While the world waits with bated breath to see whether Silvio Berlusconi throws his hat into the ring again to lead Italy in 2013 elections, the Borsa Italiana is developing a stewardship code meant to apply to asset managers and owners. The Borsa Italiana Corporate Governance Committee also issued a report summarizing similar efforts in other European markets.
A new paper has been added to the debate about how to improve corporate governance in board monitoring and management. The Olympus Scandal and Corporate Governance Reform: Can Japan Find a Middle Ground between the Board Monitoring Model and Management Model? argues that a hybrid system or middle ground may be the best answer.
The paper focuses on three main areas:
- First, a “back to basics” re-examination of the fundamental goals of corporate governance and functioning of the board of directors is needed. The goals should include consideration of conflicts of interests and risk management rather than focusing primarily on improving business performance.
- Second, the debate in Japan should also focus on improving the operating environment for independent monitors to make any potential monitor of management more effective. In the U.S. system, this includes good information disclosure, strong enforcement (particularly through private litigation), and an active role for gatekeepers such as external audit firms.
- Third, pay closer attention to the ongoing experimentation at a number of leading Japanese companies to develop a mixed governance system that seeks a “middle ground” between Japan’s traditional management board model and the monitoring model; consider means to spread this mixed model more broadly among Japanese companies.
In the mood for a good 2012 corporate governance review? Who isn’t? Well, you are in luck.

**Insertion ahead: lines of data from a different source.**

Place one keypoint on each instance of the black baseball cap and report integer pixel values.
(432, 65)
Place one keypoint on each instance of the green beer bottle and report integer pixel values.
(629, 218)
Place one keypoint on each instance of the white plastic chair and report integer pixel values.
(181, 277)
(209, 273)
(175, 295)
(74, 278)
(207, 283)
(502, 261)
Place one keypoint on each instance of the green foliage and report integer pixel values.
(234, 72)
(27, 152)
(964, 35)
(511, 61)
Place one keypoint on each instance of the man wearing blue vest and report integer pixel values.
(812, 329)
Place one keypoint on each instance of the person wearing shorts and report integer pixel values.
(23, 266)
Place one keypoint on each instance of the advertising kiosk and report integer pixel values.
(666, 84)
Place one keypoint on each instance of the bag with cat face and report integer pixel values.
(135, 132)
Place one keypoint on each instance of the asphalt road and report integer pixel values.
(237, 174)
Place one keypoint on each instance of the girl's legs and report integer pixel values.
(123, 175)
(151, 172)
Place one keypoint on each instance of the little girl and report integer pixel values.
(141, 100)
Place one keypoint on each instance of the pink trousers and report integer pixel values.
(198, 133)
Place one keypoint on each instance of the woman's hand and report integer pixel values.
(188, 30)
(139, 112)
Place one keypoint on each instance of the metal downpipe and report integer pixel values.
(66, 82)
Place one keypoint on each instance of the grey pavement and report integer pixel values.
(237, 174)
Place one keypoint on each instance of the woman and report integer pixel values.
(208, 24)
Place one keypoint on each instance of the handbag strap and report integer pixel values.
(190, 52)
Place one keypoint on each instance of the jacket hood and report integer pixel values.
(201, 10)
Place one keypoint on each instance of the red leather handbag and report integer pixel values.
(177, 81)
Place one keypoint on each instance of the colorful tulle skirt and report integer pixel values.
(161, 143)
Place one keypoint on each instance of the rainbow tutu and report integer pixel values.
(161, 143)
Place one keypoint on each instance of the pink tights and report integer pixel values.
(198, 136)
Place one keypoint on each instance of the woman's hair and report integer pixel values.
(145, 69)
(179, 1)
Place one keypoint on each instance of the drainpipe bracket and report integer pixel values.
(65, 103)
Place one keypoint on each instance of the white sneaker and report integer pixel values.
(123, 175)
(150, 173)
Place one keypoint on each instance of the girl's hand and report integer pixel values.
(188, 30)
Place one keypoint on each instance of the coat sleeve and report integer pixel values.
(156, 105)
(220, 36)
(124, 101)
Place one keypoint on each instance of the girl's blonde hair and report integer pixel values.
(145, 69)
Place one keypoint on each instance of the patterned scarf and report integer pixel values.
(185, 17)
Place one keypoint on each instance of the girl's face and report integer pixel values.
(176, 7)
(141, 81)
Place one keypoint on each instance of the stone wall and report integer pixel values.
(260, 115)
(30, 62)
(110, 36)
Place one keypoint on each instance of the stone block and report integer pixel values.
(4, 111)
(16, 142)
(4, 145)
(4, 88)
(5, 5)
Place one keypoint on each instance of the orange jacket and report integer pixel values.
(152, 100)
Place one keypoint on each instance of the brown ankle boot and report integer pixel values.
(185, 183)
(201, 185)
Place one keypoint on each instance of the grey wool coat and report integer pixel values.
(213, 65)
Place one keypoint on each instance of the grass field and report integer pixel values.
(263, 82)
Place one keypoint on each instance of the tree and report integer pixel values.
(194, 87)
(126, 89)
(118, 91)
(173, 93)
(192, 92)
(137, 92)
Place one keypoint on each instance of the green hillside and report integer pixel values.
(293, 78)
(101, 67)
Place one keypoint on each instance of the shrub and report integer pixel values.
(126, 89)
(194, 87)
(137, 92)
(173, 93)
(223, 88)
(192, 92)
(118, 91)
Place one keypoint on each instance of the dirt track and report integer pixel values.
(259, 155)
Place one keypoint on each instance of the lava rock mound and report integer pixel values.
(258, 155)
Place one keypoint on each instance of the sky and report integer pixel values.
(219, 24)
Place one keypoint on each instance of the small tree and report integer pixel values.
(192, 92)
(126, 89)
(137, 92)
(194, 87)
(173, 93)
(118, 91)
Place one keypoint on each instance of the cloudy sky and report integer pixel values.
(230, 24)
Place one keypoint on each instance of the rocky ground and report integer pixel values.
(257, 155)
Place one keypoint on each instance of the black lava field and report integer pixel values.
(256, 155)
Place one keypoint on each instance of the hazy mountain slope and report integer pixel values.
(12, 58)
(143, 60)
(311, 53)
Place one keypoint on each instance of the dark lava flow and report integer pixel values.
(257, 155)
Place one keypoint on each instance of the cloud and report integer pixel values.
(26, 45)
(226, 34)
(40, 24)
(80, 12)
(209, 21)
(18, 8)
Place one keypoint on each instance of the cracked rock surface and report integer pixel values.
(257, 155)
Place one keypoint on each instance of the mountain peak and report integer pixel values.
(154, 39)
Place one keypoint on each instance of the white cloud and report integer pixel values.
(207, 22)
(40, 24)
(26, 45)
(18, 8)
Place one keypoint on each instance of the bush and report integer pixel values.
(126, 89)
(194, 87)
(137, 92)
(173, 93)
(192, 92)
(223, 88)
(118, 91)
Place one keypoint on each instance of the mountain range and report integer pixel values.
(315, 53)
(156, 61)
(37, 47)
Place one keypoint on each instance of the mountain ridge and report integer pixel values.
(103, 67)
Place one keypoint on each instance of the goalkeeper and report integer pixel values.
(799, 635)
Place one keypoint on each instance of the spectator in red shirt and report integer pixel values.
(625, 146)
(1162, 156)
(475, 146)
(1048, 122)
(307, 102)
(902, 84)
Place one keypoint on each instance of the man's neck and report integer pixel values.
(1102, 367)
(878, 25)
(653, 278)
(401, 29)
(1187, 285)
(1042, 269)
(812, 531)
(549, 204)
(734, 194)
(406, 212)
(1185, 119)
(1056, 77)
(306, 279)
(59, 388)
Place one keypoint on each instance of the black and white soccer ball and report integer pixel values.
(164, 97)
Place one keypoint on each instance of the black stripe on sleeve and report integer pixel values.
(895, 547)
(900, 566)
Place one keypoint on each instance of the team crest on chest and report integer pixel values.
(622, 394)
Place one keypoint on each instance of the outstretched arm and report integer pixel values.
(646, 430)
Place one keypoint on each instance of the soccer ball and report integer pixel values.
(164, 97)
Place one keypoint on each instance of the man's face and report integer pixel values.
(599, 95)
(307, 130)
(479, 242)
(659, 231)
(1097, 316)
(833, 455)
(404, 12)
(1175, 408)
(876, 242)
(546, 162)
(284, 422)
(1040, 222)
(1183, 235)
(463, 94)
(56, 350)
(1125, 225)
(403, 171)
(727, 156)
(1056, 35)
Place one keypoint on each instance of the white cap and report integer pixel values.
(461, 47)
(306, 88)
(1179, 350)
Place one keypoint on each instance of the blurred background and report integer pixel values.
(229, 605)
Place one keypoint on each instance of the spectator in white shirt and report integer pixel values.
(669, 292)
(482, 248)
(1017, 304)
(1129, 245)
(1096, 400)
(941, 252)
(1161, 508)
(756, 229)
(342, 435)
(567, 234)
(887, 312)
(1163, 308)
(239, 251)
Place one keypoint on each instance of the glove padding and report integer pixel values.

The Financial Reporting Council in the U.K. had you in mind when they put together their report: The Impact and Implementation of the U.K. Corporate Governance and Stewardship Codes. The report focuses on developments in corporate governance in the U.K. over the past year. It also touches on the implementation of the 2010 editions of the U.K. corporate governance and stewardship codes and covers what to expect in 2013.
The search for the perfect way to align executive pay and the interests of shareowners continues — likely forever. The Conference Board has entered the fray with a new report claiming to have cracked the pay-for-performance nut — optimistically coining the phrase “perfect pay for performance.” The report aims to offer a simplified way to link pay to performance and uses General Electric as an example to walk the reader through the plan’s main concepts. In the words of the Conference Board: “This report discusses the three dimensions of pay for performance, demonstrates how to measure them using historical pay data, and presents a simple pay plan that achieves perfect pay for performance (PP4P) using annual grants of performance shares. It also highlights pay practices that weaken pay for performance and offers recommendations for directors to deepen their understanding of pay-for-performance issues.”